I think that will do for today...happy reading!
Mrs. P

5 comments:

Sarah said...

Well put.

Anonymous said...

and here i thought all of that was falling on deaf ears :)

call me elitist or snobby or just plain biased, but i wouldn't even consider having anyone else take my pictures. you are the best of the best. bottom line.

and now i'm really not going to let up on you. don't make me start praying for you - cause you know what happens...

but if it will get your butt in gear, then right now i say, "damnit god, give me a vision!"

alycepaige said...

im in trouble now!!

Cindy said...

So I'm not sure if I should be upset or not, because it feels as though you (and Carol in her comment) are ripping me as a photographer. I hope it's not the case because it would suck to be cut off at the knees by people who have encouraged me previously in taking pictures.

But....

You know why I take people's pictures? Because I offer. I'll never get any better if I don't try.

And you are right, you don't make yourself available. You don't offer. You are hiding behind your schedule and feeding your fears.

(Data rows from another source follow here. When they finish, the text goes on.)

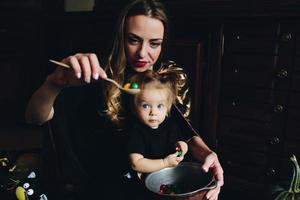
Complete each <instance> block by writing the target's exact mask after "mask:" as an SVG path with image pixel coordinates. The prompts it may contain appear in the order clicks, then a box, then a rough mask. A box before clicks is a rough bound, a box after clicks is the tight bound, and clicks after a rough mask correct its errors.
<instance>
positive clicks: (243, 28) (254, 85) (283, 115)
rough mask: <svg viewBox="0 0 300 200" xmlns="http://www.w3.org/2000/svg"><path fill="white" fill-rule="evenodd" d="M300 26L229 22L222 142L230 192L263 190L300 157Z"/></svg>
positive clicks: (225, 79)
mask: <svg viewBox="0 0 300 200" xmlns="http://www.w3.org/2000/svg"><path fill="white" fill-rule="evenodd" d="M298 23H299V22H293V23H285V22H282V21H280V20H272V19H268V20H266V21H264V20H259V19H254V20H242V21H238V20H236V21H226V22H224V29H223V33H222V35H223V42H224V43H223V48H224V52H223V55H222V57H221V60H222V61H221V62H222V63H221V79H220V96H219V97H220V98H219V113H218V114H219V118H218V130H217V141H218V152H219V155H220V159H221V162H222V164H223V167H224V170H225V180H227V184H229V185H230V186H231V187H235V186H236V187H238V188H240V189H241V188H243V189H245V190H249V189H248V188H251V190H253V189H254V188H255V189H257V190H262V189H263V188H264V187H265V186H266V185H267V183H268V182H269V181H273V180H276V179H279V178H280V176H282V175H283V174H284V173H285V172H286V168H287V165H288V162H287V160H288V158H289V156H290V155H291V154H292V153H294V154H296V156H297V157H300V154H299V150H300V148H299V147H297V145H296V144H297V143H298V144H299V142H300V141H299V137H297V132H298V130H297V125H296V124H297V122H296V121H297V115H298V114H297V113H299V111H300V110H299V105H300V103H299V101H297V96H299V94H298V91H297V88H299V87H298V85H296V84H295V83H296V82H297V73H298V72H297V62H296V61H297V57H298V55H297V48H299V46H298V44H297V42H296V41H297V34H298V33H297V30H296V29H297V28H294V27H297V26H299V24H298ZM291 29H293V30H291ZM298 37H299V36H298ZM298 119H299V115H298Z"/></svg>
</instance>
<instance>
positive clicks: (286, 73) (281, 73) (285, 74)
mask: <svg viewBox="0 0 300 200" xmlns="http://www.w3.org/2000/svg"><path fill="white" fill-rule="evenodd" d="M277 77H278V78H281V79H283V78H287V77H288V71H287V70H285V69H282V70H280V71H279V72H278V73H277Z"/></svg>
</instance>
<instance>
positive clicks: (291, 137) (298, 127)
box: [286, 107, 300, 144]
mask: <svg viewBox="0 0 300 200" xmlns="http://www.w3.org/2000/svg"><path fill="white" fill-rule="evenodd" d="M299 132H300V109H299V108H295V107H290V108H289V113H288V117H287V131H286V138H287V139H290V140H293V139H297V140H300V134H299ZM299 144H300V143H299Z"/></svg>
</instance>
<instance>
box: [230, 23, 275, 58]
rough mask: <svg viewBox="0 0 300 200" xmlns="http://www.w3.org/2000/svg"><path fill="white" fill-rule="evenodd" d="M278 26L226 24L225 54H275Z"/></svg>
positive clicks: (254, 23)
mask: <svg viewBox="0 0 300 200" xmlns="http://www.w3.org/2000/svg"><path fill="white" fill-rule="evenodd" d="M276 29H277V24H273V23H257V22H256V23H247V22H246V23H245V22H244V23H232V24H225V29H224V37H225V38H224V44H225V52H229V53H257V54H271V55H274V54H275V49H276V48H275V47H276V41H277V34H276Z"/></svg>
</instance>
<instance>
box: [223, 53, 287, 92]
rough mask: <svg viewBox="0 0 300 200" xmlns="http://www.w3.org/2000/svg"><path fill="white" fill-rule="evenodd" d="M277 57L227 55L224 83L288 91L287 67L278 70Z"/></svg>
mask: <svg viewBox="0 0 300 200" xmlns="http://www.w3.org/2000/svg"><path fill="white" fill-rule="evenodd" d="M276 59H277V57H276V56H262V55H260V56H259V55H225V57H224V63H223V69H222V70H223V81H224V82H225V83H235V84H242V85H249V86H255V87H262V88H276V89H288V86H289V85H288V83H289V82H288V78H289V77H288V76H285V74H286V73H288V71H289V69H286V67H288V66H286V65H284V66H283V65H280V66H278V69H277V68H276V62H275V61H276Z"/></svg>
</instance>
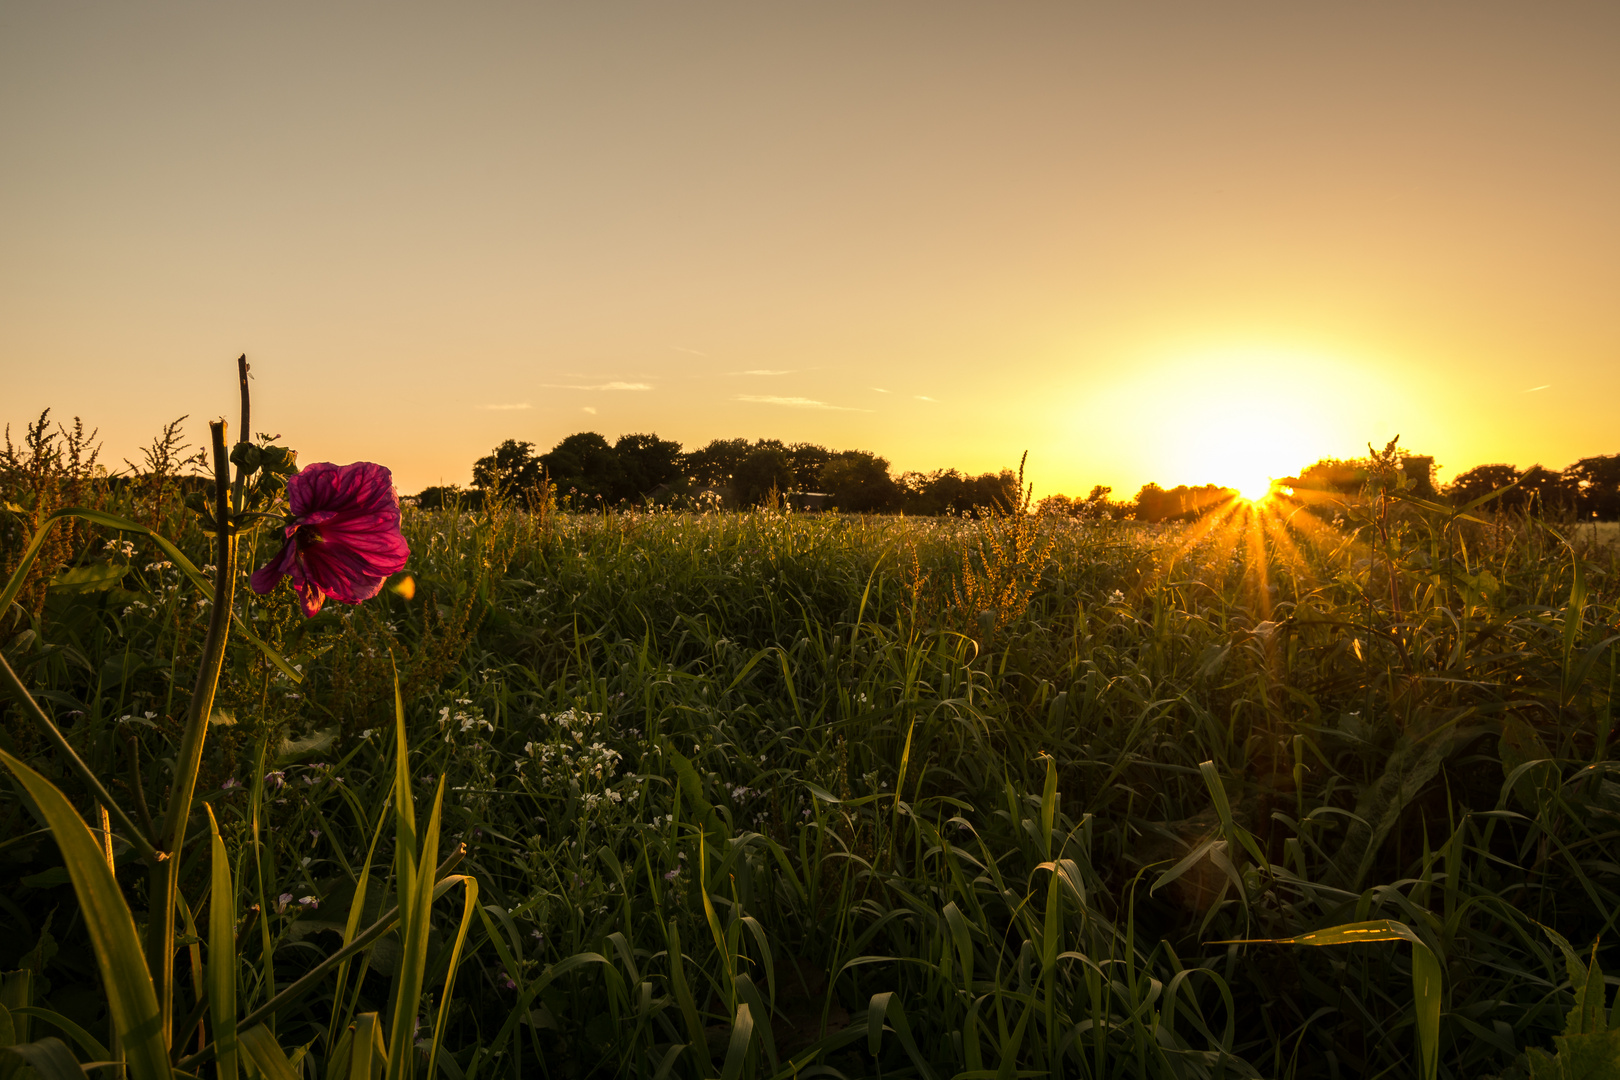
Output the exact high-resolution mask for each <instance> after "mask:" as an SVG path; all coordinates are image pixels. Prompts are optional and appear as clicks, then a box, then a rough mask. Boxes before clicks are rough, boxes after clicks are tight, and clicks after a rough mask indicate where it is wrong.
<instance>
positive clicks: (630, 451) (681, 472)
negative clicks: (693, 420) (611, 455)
mask: <svg viewBox="0 0 1620 1080" xmlns="http://www.w3.org/2000/svg"><path fill="white" fill-rule="evenodd" d="M612 450H614V455H616V457H617V458H619V468H620V471H622V473H624V484H622V487H620V494H622V497H625V499H632V500H633V499H635V497H638V495H645V494H648V492H651V491H654V489H656V487H659V486H661V484H674V483H677V481H680V479H684V478H685V461H684V455H682V453H680V444H679V442H674V440H672V439H659V437H658V436H619V440H617V442H616V444H612Z"/></svg>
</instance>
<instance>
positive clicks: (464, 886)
mask: <svg viewBox="0 0 1620 1080" xmlns="http://www.w3.org/2000/svg"><path fill="white" fill-rule="evenodd" d="M437 813H439V811H437V806H436V808H434V814H437ZM445 881H452V882H455V881H458V882H462V891H463V907H462V926H460V929H457V931H455V946H454V947H452V949H450V967H449V970H447V973H445V976H444V991H442V993H441V994H439V1015H437V1018H434V1022H433V1048H431V1049H429V1051H428V1080H433V1075H434V1065H436V1062H437V1061H439V1043H441V1041H442V1040H444V1022H445V1020H447V1018H449V1014H450V996H452V994H454V993H455V968H458V967H460V962H462V946H465V944H467V929H468V928H470V926H471V925H473V913H475V912H478V879H476V878H473V876H470V874H457V876H454V878H447V879H445ZM439 886H444V881H441V882H439Z"/></svg>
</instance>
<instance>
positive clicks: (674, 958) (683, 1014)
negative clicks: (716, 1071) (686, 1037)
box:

If you don't try all you'll do is sit and whine and continue this cycle.

The Chrissi I have known for years is pretty damn fearless and goes after what she wants. So get past your fears you dork. Stop letting them play mind games with you.

Unknown said...

I hope you are not upset we did not have you do our photos. I did not want any of my close friends working on that day so they could enjoy it. I love you and your photography I hope you know that.